Antonio Ramos, avocat en immigration avec bureau dans le même bâtiment que le tribunal, conseille aux migrants ayant des procédures actives de demander des audiences virtuelles.

« Cependant, les agents savent déjà exactement qui ils vont arrêter et ont des mandats d'arrêt en main », a-t-il expliqué.

Il a également souligné que les opérations sont dirigées par des groupes spéciaux comprenant du personnel d'agences telles que le FBI et le Service des maréchaux des États-Unis.

Conclusion : L'incertitude comme politique

Les scènes vécues au tribunal de Miami ce mercredi ne décrivent pas seulement une offensive migratoire plus agressive, mais aussi un système juridique qui, au lieu d'offrir une protection, se transforme en piège.

Les cas des Cubains arrêtés - qui s'ajoutent à un chiffre d'arrestations effectuées ce mercredi, dont les détails ne sont pas encore clairs - montrent un schéma préoccupant où les espaces de justice sont utilisés pour faciliter des arrestations et des déportations immédiates.

Questions fréquentes sur les arrestations de Cubains par l'ICE aux États-Unis.

Pourquoi l'ICE retient-il des Cubains ayant des procédures migratoires en cours ?

ICE a intensifié l'arrestation des Cubains ayant des processus migratoires en cours, affirmant que ceux avec des ordres de déportation antérieurs ou des documents tels que le I-220A peuvent faire l'objet d'une déportation expéditive. Cette pratique est devenue courante lors des rendez-vous d'immigration, suscitant des inquiétudes au sein de la communauté cubaine aux États-Unis.

Qu'est-ce que le formulaire I-220A et comment cela affecte-t-il les Cubains ?

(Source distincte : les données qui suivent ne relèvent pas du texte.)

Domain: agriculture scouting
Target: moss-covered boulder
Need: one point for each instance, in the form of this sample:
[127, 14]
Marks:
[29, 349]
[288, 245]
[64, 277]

Le formulaire I-220A est une "Ordonnance de Liberté Conditionnelle" qui permet la libération d'individus de la détention fédérale sous certaines conditions. Ce document n'accorde pas de statut légal officiel ni d'avantages migratoires, laissant les bénéficiaires dans une situation légale incertaine. De nombreux Cubains avec ce formulaire ne sont pas éligibles pour ajuster leur statut en vertu de la Loi sur l'Ajustement Cubain, compliquant ainsi leurs processus de régularisation.

Quelles sont les conséquences des arrestations de l'ICE pour les Cubains aux États-Unis ?

Les arrestations de l'ICE ont suscité peur et incertitude parmi les Cubains aux États-Unis, qui font face à la possibilité d'une déportation immédiate et à la séparation de leurs familles. De plus, ces actions sont perçues comme une trahison du droit à un procès équitable, car beaucoup des détenus n'ont pas de casier judiciaire et respectaient leurs obligations légales.

Comment les avocats et les organisations de défense des droits de l'homme réagissent-ils face à ces arrestations ?

Des avocats et des organisations de droits de l'homme ont fortement critiqué ces arrestations, les qualifiant de violation de la procédure légale et d'une tentative de semer la panique parmi les immigrants. Les avocats travaillent à défendre les détenus et ont conseillé aux migrants de rechercher une assistance juridique spécialisée pour protéger leurs droits.